2. Carry two wallets. One contains the officer’s official I.D. and badge. The other wallet is for situations when officers would rather not be identified as a cop. The second wallet is for police-free documents such as cash, drivers licenses, and credit cards.
3. Always handcuff a suspect’s hands behind his back, with the keyholes facing away from his hands. And to make sure he can’t slip his hands under his feet, use a cable tie to fasten the cuffs to a belt loop.
4. Many shooting situations occur at distances of ten feet or less. So, why do all firearms training at long distances? Instead, conduct some training at close range.
5. Avoid accidental discharge of weapons by following the four basic rules of handling firearms.

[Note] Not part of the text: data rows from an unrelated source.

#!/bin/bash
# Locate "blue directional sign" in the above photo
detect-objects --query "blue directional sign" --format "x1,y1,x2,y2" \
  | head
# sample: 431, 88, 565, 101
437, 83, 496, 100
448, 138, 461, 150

– Treat all guns as if they’re loaded.
– Keep your finger off the trigger until you’re ready to shoot.
– Point the weapon in a safe direction.
– Always know where a bullet will land before firing.
6. Practice shooting from odd, unnatural positions, like lying on the ground, kneeling, and squatting. Also, practice shooting with your weak hand.
7. Always check to make sure a weapon is loaded before leaving for work, especially a weapon that’s been out of the officer’s sight and control. An officer doesn’t have time to do this in the seconds prior to a gun battle.
8. Always call for back up if there’s a weapon involved. Being a dead hero isn’t a good thing.